Not only did Black Harvest Film Festival feature a band of boundary pushing features, there were also smart, imaginative shorts too. Tari Wariebi’s “We Were Meant To,” which initially premiered at Sundance Film Festival 2023, comes out of the AFI Conservatory. The film elegantly mixes fable with political subtext through a community of Black men born with wings. One such man, a kid, really, is Akil (Tim Johnson Jr). At 18-years old, Akil is finally old enough to go to flight school. But it does come with risk: several years ago his father’s wings were clipped by authorities. Now, his embittered dad locks himself away in their home. He warns Akil not to fall to the same fate.

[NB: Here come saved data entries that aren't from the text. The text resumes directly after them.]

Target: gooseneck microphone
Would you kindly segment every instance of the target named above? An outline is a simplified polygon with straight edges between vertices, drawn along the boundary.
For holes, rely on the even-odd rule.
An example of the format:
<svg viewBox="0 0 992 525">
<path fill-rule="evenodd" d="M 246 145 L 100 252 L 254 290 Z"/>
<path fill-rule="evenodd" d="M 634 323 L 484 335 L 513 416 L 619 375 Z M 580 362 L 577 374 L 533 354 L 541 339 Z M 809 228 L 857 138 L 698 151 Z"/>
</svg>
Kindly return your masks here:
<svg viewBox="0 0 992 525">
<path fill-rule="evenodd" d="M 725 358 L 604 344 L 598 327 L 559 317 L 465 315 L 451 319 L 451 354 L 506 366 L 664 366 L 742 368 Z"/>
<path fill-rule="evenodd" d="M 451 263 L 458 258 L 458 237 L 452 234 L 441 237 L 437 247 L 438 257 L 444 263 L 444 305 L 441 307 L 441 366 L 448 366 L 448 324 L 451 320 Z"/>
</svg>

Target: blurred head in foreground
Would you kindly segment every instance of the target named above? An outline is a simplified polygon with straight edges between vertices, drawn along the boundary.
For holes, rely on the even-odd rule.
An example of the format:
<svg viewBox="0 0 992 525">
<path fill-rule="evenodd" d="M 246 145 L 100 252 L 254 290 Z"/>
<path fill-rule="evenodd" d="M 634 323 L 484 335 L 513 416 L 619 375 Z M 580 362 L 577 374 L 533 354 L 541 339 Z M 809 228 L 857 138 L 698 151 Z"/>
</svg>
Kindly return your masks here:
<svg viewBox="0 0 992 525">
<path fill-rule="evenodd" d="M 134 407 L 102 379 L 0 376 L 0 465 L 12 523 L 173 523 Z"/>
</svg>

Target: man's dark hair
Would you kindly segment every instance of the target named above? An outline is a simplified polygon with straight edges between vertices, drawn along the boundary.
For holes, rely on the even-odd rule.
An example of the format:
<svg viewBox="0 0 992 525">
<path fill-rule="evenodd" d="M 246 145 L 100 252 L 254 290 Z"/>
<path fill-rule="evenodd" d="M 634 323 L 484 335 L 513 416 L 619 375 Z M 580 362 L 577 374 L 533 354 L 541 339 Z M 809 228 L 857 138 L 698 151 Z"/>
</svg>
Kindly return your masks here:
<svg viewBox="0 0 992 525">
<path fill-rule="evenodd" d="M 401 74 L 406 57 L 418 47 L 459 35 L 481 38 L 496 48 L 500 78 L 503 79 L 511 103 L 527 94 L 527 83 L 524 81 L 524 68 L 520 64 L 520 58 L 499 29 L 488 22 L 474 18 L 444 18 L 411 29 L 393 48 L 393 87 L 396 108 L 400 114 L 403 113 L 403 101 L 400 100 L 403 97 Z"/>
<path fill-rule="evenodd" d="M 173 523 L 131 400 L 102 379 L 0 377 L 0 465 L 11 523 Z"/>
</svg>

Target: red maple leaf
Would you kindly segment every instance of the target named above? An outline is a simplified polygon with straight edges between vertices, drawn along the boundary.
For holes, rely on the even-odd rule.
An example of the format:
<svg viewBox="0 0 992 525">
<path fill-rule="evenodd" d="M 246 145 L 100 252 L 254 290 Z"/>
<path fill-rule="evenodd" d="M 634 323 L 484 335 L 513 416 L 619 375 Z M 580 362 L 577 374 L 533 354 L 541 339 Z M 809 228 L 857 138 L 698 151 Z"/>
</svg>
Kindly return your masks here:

Part coming-of-age film, in “We Were Meant To,” Akil vies for the attention of Jasmine (Jordan-Amanda Hall) by flying. Apparently, her parents met at her dad’s first takeoff. Through supporting characters like Jasmine, Wariebi performs nimble world building. Black women like Jasmine, for instance, have healing abilities (their hands glow when they perform such deeds). Through dialogue, we also learn that the government is enacting no-fly zones; thereby relegating Black folks to specific areas, or else they’ll suffer the consequences.
Wariebi’s short, however, is most evocative of the seemingly boundless freedom felt by Black youth. Dappled in idyllic golden hues, Akil and his friends live in defiance and with joy. They can’t fathom racism walking through their door because it’s more theory than a looming threat. The free-floating lens suggests such frivolity in the face of doom, as does Johnson’s unbound performance. When reality finally does strike, it comes with near-crushing force. Wariebi thankfully doesn’t allow these Black men to remain grounded. He pushes them to soar, and, in turn, the crowd-pleasing “We Were Meant To” powers toward Black euphoria.